Sitting here, waiting on my pants to dry so I can go to work, I had some thoughts about my life and my writing. I figured I would write them down here to save them.
If you have read this blog, you know that I have experienced some life altering events in the past few weeks. Events that have caused me to have to sit back and rethink my current state of mind. Before I go further on this, I want you to know that this is NOT going to be a rant post. In fact, it is going to be a positive post as will ALL of my posts from now on.
First and foremost, I have come to the conclusion that no matter what happens in my life, I have to keep pushing forward. Pushing forward with my life, with my career, with my writing. Especially with my writing. I have sat down to write while this was going on, and couldn't put one word on paper. The emotions and the feelings that were racing through my mind were blocking the very creativity that I needed to write...in fact, to live. I can't let this happen anymore.
I started writing some things a few days ago and actually got a few pages down. They were so dark and so violent that my wife said it scared her to know that those thoughts were in my head. Not the thoughts of ME doing any of this, but my character in that short piece. I tried to tell her that is was a story and it wasn't real, but she said she couldn't believe that I would have thought up what was on the paper. I got out a lot of emotions in that story and now I feel better about myself and my writing.
Another realization that I came to over the past few days is that God will not put anymore on me than I can handle.
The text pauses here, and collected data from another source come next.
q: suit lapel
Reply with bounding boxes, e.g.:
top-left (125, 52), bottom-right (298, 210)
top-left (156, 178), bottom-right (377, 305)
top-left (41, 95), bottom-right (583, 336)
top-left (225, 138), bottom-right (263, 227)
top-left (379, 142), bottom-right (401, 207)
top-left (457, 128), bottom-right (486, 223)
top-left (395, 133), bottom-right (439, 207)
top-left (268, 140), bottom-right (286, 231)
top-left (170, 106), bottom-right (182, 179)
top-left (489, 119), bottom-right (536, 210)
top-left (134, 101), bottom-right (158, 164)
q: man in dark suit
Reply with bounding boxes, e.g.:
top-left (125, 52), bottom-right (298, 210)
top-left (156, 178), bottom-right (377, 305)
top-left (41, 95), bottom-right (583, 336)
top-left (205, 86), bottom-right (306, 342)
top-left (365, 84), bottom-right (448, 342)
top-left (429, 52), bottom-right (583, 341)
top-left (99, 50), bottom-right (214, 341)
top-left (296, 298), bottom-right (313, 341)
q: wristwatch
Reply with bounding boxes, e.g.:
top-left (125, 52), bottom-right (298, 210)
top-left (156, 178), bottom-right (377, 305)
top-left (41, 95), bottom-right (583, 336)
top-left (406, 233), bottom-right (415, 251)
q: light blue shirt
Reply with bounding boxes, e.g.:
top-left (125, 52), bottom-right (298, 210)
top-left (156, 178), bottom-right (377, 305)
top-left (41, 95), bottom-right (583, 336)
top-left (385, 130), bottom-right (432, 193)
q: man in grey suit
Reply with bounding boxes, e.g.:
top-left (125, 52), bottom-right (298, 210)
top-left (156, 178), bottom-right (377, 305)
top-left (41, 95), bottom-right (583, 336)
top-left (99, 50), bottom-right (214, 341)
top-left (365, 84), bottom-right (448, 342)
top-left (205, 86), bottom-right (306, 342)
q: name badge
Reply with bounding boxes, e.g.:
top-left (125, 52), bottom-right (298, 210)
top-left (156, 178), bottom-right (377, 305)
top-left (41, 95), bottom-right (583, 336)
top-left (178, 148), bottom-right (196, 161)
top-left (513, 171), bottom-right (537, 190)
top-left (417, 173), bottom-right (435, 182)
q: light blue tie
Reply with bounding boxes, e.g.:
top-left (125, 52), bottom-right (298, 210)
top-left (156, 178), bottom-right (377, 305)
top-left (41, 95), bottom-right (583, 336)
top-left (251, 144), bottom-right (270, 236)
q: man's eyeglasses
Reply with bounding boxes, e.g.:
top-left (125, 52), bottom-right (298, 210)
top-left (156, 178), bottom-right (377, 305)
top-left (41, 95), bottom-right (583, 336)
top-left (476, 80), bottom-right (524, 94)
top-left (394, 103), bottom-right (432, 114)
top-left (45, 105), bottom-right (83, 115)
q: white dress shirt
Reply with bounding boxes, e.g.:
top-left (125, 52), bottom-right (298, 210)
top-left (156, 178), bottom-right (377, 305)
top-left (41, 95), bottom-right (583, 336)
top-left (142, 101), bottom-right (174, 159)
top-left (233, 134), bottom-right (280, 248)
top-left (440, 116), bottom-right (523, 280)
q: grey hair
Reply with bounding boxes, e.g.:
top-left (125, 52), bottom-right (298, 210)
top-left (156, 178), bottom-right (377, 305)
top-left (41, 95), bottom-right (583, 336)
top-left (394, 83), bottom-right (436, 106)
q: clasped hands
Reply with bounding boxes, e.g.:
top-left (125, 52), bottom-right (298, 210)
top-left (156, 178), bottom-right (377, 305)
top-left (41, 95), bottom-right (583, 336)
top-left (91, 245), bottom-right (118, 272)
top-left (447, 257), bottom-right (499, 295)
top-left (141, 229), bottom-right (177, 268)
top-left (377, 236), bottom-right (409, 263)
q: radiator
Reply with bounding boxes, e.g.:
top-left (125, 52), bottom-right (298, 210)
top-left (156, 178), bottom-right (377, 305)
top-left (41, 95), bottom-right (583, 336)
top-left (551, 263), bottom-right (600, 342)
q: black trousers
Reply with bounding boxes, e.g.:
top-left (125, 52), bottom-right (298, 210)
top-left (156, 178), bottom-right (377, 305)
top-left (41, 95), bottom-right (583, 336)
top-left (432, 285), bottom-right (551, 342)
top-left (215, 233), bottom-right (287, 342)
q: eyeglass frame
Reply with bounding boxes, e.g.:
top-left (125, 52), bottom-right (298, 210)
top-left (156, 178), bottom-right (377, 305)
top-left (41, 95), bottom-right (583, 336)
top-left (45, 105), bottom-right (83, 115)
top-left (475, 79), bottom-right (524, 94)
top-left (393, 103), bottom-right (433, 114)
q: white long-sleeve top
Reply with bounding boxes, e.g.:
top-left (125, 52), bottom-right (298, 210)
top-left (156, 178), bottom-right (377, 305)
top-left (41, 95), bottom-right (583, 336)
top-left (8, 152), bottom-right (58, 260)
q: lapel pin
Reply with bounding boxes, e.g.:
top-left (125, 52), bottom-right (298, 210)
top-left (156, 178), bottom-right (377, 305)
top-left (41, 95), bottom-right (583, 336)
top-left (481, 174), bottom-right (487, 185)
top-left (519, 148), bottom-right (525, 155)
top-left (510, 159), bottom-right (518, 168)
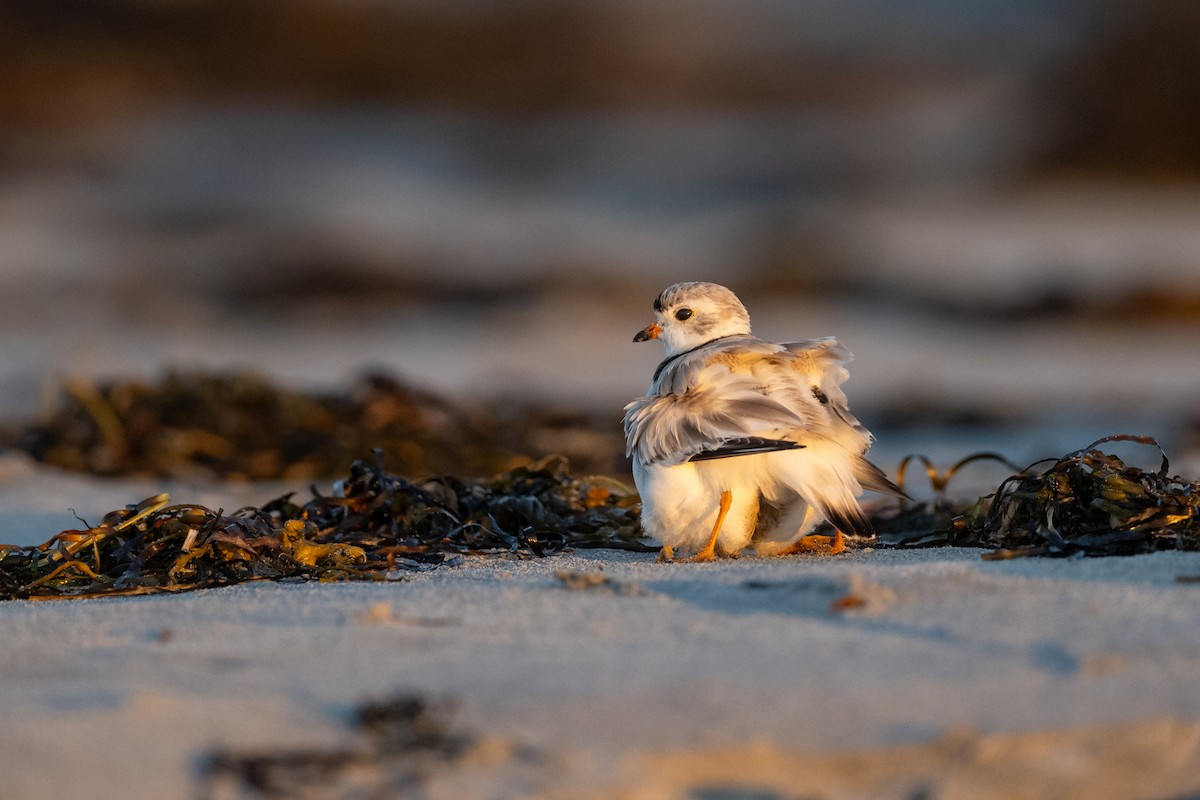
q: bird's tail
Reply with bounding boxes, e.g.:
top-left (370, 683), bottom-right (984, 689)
top-left (816, 494), bottom-right (875, 541)
top-left (855, 456), bottom-right (911, 501)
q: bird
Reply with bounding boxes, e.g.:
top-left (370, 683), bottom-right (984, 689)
top-left (622, 281), bottom-right (906, 562)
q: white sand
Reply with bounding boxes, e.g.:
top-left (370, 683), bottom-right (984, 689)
top-left (4, 467), bottom-right (1200, 798)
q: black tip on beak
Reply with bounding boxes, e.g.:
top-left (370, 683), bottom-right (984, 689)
top-left (633, 323), bottom-right (662, 343)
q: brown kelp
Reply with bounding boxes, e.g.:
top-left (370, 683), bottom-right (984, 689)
top-left (972, 435), bottom-right (1200, 558)
top-left (879, 435), bottom-right (1200, 558)
top-left (0, 455), bottom-right (645, 601)
top-left (14, 370), bottom-right (625, 480)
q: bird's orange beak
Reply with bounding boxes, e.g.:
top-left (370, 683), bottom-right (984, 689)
top-left (633, 323), bottom-right (662, 343)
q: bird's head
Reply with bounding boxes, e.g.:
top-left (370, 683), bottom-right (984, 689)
top-left (633, 281), bottom-right (751, 356)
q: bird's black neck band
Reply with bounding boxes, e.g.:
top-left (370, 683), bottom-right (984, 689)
top-left (652, 334), bottom-right (743, 382)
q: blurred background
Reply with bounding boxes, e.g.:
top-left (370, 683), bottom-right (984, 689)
top-left (1, 0), bottom-right (1199, 479)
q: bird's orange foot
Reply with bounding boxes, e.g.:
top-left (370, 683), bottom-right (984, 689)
top-left (783, 530), bottom-right (846, 556)
top-left (657, 545), bottom-right (675, 563)
top-left (663, 490), bottom-right (732, 564)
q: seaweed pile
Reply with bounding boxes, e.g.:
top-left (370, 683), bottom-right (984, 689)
top-left (13, 370), bottom-right (625, 480)
top-left (0, 455), bottom-right (645, 601)
top-left (5, 418), bottom-right (1200, 601)
top-left (880, 435), bottom-right (1200, 558)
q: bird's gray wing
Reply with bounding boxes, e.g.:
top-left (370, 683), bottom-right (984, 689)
top-left (623, 359), bottom-right (811, 467)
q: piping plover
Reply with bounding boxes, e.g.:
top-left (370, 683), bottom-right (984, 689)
top-left (623, 281), bottom-right (905, 561)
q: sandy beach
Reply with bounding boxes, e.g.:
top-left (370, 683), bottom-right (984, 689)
top-left (3, 462), bottom-right (1200, 799)
top-left (4, 2), bottom-right (1200, 796)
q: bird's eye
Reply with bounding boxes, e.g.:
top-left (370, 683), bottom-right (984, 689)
top-left (675, 308), bottom-right (693, 321)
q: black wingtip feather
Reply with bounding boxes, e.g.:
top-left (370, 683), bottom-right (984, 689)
top-left (688, 437), bottom-right (805, 462)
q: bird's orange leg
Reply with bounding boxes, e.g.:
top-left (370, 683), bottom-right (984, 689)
top-left (684, 490), bottom-right (732, 563)
top-left (774, 506), bottom-right (845, 555)
top-left (657, 545), bottom-right (675, 563)
top-left (785, 528), bottom-right (846, 556)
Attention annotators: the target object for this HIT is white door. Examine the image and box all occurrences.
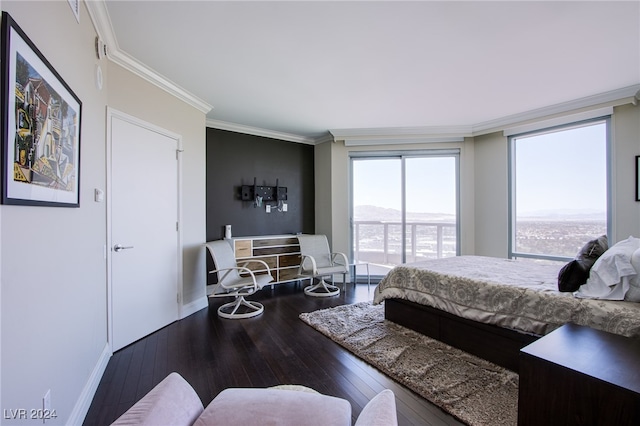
[109,111,180,351]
God said that, I believe that, and that settles that. Even though my chest felt like it was going to burst wide open, and I wanted to just crawl in a hole somewhere and die, God was with me and he led me through. I'm still not out of the woods as far as my situation, but dagnabbit (that's a Southern word, BTW), I'm going to make it through this trying time in my life. I'm going to make it through and I am going to be bigger and stronger and MUCH better for it.
Finally, I realized that my attitude was half of the battle. Moping around and letting this get the best of me...thinking I was a failure at life was getting me absolutely NOWHERE. I woke up and realized that a positive mental attitude is the best thing in this world. I can do anything I want to do. All I need is a positive mental attitude. I am sure to fail if I DON'T have it, so why not go with it?
That is what I am going to do from this moment on. I'm not going to complain, or whine, or moan if something bad happens anymore. I will give my problems to God and let him handle them and lead me in the direction that he wants me to go.
I WILL write...EVERY DAY! I WILL get better at this. I WILL do the things necessary to fulfill my dream of writing a novel. I will push on through to the end to get it done. I WILL sit and write, even if it is just gibberish. Even if it is writing the Preamble to the Constitution in my own words. I will write SOMETHING! I WILL create.
Pressing forward. That is the rule of the day. Not looking back and wondering "what if", but looking FORWARD and wondering "what if".